Depuis 2022, l’Éducation nationale a commencé à évaluer la condition physique des élèves de 6ᵉ, en particulier leur endurance cardiorespiratoire. Les résultats confirment une tendance déjà identifiée : les performances au test navette de 20 mètres, référence internationale, se dégradent année après année. Les enseignants interrogés attribuent cette baisse non seulement au manque de pratique physique des jeunes en dehors de l’école, mais aussi aux difficultés structurelles rencontrées au sein même de l’EPS.
Les professeurs soulignent en effet que travailler l’endurance et la force demande un enseignement plus personnalisé, adapté aux niveaux très variés des élèves, à leur croissance et à leurs motivations individuelles. Or, dans des classes souvent chargées et avec seulement deux heures d’EPS par semaine au lycée général, ces objectifs passent après d’autres priorités, fixées par les programmes officiels.

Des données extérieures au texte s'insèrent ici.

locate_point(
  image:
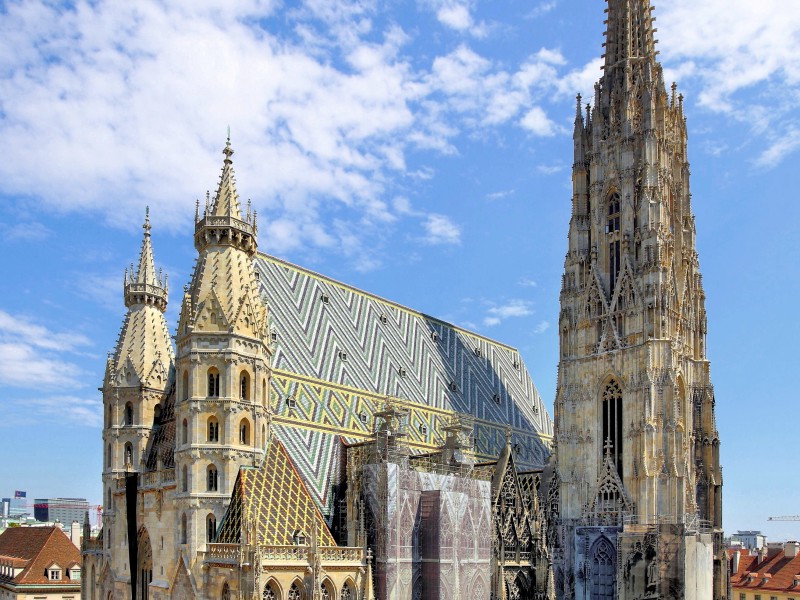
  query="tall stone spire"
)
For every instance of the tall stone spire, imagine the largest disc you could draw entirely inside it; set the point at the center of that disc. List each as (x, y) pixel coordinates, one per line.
(223, 362)
(634, 394)
(143, 354)
(222, 222)
(629, 32)
(145, 285)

Pour inverser la tendance, les chercheurs à l’origine de l'enquête proposent cinq pistes clés.
1. Rendre les cours plus attractifs grâce à des pratiques “hybrides”, où chaque élève choisit son objectif selon sa source de motivation : gagner, progresser, se dépasser ou vivre des sensations. Des dispositifs comme le « Parkour Gym » permettent ainsi de mêler jeu, performance et travail musculaire.
2. Augmenter le temps de pratique, soit en renforçant les heures d’EPS, soit en développant l’association sportive en dehors des cours. Certains établissements innovent déjà, comme à Rennes où trois enseignants interviennent simultanément pour former des groupes de besoins, ou à Limoges avec des sections “Sport-Santé” axées sur le bien-être et la motivation.

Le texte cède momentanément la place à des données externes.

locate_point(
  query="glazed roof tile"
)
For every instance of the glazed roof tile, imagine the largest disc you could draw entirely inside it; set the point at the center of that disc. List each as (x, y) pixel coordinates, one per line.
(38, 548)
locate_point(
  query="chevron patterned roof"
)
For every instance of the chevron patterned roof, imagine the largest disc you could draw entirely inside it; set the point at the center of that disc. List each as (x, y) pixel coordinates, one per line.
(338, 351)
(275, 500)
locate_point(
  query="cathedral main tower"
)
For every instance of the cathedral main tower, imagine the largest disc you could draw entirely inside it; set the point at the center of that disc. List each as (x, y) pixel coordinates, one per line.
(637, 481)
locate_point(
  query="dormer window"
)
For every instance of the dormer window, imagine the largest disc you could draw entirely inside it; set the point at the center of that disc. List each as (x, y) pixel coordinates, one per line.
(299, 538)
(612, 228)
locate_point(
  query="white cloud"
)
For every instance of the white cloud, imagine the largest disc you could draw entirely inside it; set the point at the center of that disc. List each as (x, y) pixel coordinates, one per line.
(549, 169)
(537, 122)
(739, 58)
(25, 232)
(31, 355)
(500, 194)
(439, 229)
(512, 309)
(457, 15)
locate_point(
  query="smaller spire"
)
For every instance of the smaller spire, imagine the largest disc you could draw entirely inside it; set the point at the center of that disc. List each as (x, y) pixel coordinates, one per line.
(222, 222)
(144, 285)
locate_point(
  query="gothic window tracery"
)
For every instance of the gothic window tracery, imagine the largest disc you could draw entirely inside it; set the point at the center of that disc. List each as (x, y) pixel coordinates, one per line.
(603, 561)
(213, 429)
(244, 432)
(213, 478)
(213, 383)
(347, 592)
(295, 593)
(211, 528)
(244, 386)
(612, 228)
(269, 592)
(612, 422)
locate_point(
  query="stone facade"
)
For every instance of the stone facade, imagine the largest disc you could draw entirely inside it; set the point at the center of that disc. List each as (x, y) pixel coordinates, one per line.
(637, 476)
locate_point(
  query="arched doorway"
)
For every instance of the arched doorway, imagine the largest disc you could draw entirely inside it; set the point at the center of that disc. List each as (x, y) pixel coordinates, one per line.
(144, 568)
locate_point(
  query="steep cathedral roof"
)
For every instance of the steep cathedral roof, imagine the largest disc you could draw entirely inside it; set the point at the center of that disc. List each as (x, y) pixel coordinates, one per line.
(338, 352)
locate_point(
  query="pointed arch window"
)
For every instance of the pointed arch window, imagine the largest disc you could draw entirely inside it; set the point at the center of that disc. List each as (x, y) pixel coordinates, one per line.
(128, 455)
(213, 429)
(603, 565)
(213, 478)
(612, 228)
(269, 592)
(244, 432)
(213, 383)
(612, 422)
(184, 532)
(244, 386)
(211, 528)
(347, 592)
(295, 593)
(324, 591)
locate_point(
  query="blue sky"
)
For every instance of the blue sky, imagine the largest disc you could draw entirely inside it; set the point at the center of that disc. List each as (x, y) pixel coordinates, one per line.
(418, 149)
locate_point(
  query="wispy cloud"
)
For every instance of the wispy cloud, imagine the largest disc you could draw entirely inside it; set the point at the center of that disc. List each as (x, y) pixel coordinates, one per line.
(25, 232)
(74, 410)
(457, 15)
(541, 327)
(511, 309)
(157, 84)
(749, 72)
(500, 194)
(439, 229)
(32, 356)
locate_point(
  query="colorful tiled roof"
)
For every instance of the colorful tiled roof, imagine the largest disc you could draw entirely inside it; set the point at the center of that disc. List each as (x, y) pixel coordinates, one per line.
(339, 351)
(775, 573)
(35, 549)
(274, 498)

3. Mieux intégrer le travail de l’endurance et de la force dans les activités existantes, par des échauffements renforcés, des exercices intermittents ou une intensité mieux dosée lors des cours traditionnels.
4. Utiliser davantage les tests physiques, encore très peu généralisés. Contrairement à d’autres pays, la France ne dispose d’aucune base de données nationale pour suivre l’évolution de la condition physique des élèves. Pourtant, des tests réguliers permettent aux jeunes de mesurer leurs progrès et d’améliorer leur connaissance d’eux-mêmes.
5. Renforcer la formation des enseignants, notamment sur le développement et l’évaluation de la force musculaire, domaine dans lequel près de la moitié d’entre eux se sentent insuffisamment outillés. De plus, seuls 22 % connaissent l’importance de la force dans la prévention des maladies cardiovasculaires à long terme.
Pour les chercheurs, l’enjeu dépasse largement l’EPS. Une faible endurance ou un manque de force chez les adolescents augmente leur risque de pathologies cardiovasculaires à l’âge adulte. Dans un contexte de sédentarité croissante, l’école apparaît donc comme un acteur clé pour enrayer le déclin physique de la jeunesse et instaurer des habitudes durables.